HashiCorp should add more than $750 million in run rate revenues, according to a March report by Melius Research. The firm estimated that IBM can accelerate HashiCorp’s revenue run rate by more than 10 percent to more than $800 million a year.
On Wednesday, IBM will report a full month of HashiCorp contribution, which Melius put at “well over” $50 million of revenue.
IBM announced in February its plan to buy database products creator DataStax, a deal set to close during the second quarter. DataStax should bring a $100 million run rate to IBM
CEO Arvind Krishna might also have a progress update on how 2024 acquisitions StreamSets and Webmethods have boosted IBM’s business and products, not to mention asset performance management (APM) software-as-a-service (SaaS) vendor Prescinto and Kubernetes cost monitoring and optimization software vendor Kubecost.
Melius estimated 2 points software growth contribution over the next two quarters from IBM’s various deals.
Red Hat Momentum
Another IBM secret weapon as the economy appears to turn is its Red Hat division, which has been seeing increased attention by legacy Citrix and VMware customers looking for alternatives amid price changes, Red Hat solution providers have told CRN.
Red Hat operates at a $6.5 billion run rate, more than 10 percent of IBM sales. It “represents the fastest growing business of scale for IBM,” with Red Hat building a reputation for products enabling small AI models for tuning and more cost-effective AI, Melius Research said in a March report.
“The bottom line is that Red Hat is enabling enterprises to use only the data they need and run AI in the form they need to lower costs and enable enterprise applications,” according to Melius.
The Red Hat consulting division has a $4 billion bookings run rate, according to the report. Red Hat Enterprise Linux (RHEL) AI and OpenShift AI help fuel $1 billion in IBM AI software and $4 billion in AI consulting bookings for the vendor.
IBM Consulting
Speaking of consulting, analysts will likely look for more positive news around IBM Consulting–No. 6 on CRN’s 2024 Solution Provider 500–on Wednesday’s call.
The division showed momentum on the prior quarter’s earnings call, growing in the low single digits and contributing about four-fifths of the $5 billion generative AI (GenAI) book of business from inception to date.

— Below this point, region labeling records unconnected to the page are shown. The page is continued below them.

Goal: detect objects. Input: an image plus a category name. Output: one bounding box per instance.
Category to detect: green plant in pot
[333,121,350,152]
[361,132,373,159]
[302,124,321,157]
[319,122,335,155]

In April, IBM closed on the purchase of Snowflake and AI consultancy Hakkoda. The month before, IBM closed on its acquisition of Oracle consultancy AST. Last year, IBM’s consulting-minded purchases included Japan-based Amazon Web Services consultancy Skyarch Networks and Bellevue, Wash.-based Oracle consultancy Accelalpha.
Melius dismissed any concerns around the Trump administration cutting federal consulting contracts having a major effect on IBM Consulting. Federal consulting is at most 2 percent of sales, according to a March report by Melius. IBM’s total federal business is likely less than 5 percent of sales.